It was a landing stage which brought day trippers by paddle-steamer to the new resort of Clacton on Sea, which was founded in 1871 within the parish of Great Clacton. The new resort was in fact a green-field site thus there was just the beach and cliff top walks in that first year or two until building works got underway. For the more adventurous, the early visitors could get off the train from Colchester to Walton on the Naze at Weeley, where the landlord of the Weeley Tavern had a waggonette to convey the visitors onto Clacton on Sea and making the return trip later in the day.
The railway came to Clacton on Sea via the Thorpe le Soken junction in 1882. A timber framed, and ship-lapped station building was constructed. As the new resort grew it was the railway and the paddle steamers which was the main means to bring the visitors and holidaymakers to the resort. From the 1910s a further option of travel was then emerging, the charabanc, which in time developed into the motor coach, and the paddle-steamers as a method to bring holiday makers began to decline.
To react to the growing numbers of charabancs the railway company decided to build a grand brick and stone new station and concourse. This opened in 1929, and the goods facilities also increased with especially builder’s merchants setting up for business adjacent. Bricks packed in straw and clay drainage wares among many other items were being brought by rail for the growing town and resort.
Clacton was becoming a major holiday resort; during the summer season the visitors stayed for either a week or a fortnight, and Saturday became termed as ‘change over day’ Accommodation ranged from camping, board accommodation, what we now know as B & B, bed & breakfast, to guest houses to hotels. On the Saturdays in the summer months, local schoolboys made wooden barrows, being a rectangular box with two long handles, and fixed onto a pair of old pram wheels. The boys offered to take the arriving holidaymaker’s luggage to their accommodation, always hoping that the destination would not be a long walk! There were no set fees, but the boys always were back again the following Saturday. Sometimes a deal was made for a boy to take the luggage back to the railway station after the holiday. When each train arrived at Clacton Railway Station, and the passengers disgorged through the station complex into Station Road, they were first met with a triangular garden full of flowers which made a good first impression as the hoards of families walked along the road to approach the seafront with all its attractions and to begin their holidays.
The railway company offered a range various ticket options, in either 1st or 3rd class travel. Special weekend return tickets to London Liverpool Street, and six month and twelve-month season tickets. A special attraction for visitors were the excursion trains which were off peak and offered seats at attractive fare prices. Some excursions were only occasionally offered. In 1937 the L.N.E.R. (London & North Eastern Railway) offered a special Sunday evening excursion from Ipswich to Clacton on Sea, arriving at Clacton at 5pm and returning at 10.35pm, all for 1/7d (8p).

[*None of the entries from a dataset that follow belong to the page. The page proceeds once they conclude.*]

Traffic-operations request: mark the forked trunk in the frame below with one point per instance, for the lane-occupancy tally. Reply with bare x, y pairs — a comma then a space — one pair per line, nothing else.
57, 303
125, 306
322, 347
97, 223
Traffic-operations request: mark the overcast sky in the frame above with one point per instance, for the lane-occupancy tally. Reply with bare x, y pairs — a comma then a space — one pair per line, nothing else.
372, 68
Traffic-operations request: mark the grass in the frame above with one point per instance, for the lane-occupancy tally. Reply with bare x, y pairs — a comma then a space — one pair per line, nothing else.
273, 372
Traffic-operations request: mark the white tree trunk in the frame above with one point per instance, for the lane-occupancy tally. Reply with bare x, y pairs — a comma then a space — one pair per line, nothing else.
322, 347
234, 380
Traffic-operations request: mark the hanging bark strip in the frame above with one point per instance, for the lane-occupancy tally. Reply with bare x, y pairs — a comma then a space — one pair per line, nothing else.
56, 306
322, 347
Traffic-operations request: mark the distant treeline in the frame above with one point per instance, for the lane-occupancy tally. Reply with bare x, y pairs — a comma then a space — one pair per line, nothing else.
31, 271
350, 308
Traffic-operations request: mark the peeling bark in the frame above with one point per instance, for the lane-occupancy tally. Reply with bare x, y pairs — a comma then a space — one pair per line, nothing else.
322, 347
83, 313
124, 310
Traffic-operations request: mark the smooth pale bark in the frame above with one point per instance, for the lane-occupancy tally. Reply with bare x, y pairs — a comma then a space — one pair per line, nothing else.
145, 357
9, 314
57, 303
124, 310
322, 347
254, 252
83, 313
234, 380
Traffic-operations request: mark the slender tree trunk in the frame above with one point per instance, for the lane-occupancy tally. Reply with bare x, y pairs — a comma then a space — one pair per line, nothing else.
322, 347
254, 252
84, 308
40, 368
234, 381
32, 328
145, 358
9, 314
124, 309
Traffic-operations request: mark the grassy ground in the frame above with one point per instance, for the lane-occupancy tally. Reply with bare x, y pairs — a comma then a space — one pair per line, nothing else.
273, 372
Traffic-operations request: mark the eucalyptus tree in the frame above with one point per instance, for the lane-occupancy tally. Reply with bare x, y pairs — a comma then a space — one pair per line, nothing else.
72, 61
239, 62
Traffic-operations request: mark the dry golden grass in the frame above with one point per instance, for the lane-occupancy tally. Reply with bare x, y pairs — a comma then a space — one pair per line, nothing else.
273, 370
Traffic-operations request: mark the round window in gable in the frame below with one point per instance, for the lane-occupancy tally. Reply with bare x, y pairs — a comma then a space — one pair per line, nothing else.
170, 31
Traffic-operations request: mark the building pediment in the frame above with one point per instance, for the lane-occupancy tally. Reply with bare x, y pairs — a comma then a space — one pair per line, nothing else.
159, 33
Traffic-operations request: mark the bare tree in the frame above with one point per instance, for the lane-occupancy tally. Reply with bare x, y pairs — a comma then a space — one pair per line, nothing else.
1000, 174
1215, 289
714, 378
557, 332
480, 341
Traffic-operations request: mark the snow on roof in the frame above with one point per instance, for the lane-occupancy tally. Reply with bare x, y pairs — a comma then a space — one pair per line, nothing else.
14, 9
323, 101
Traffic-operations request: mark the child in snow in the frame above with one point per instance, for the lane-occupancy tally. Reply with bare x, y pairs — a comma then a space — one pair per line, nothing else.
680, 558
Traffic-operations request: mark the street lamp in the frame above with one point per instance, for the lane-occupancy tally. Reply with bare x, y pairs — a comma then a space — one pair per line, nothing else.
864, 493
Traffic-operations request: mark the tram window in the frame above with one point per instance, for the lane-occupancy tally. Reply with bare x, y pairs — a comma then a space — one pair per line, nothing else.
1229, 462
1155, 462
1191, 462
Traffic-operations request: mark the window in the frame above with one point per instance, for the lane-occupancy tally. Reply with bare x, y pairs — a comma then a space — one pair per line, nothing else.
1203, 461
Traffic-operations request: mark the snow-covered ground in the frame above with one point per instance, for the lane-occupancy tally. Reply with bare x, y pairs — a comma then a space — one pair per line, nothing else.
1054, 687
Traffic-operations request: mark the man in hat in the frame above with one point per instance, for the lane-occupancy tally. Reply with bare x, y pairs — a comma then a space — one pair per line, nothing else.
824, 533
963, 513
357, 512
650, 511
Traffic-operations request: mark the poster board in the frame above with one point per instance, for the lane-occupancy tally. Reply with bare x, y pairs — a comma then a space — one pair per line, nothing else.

The railway itself was developing, the initial single track became a double track, and the engines developed and culminating in the Britannia class of steam engine post Second World War which was perhaps its peak of steam efficiency, to then be replaced by diesel traction, and in 1962 when the line became electrified all the way to London.
With the increase in private car ownership into the 1960s, and the increasing opportunity for foreign holidays, the great days of the railway bringing visitors to Clacton for their holidays was beginning to decline, but many Clactonians still used the railway to commute for business in London.
The railway is still a means of conveying passengers to and from Clacton for all sorts of reasons.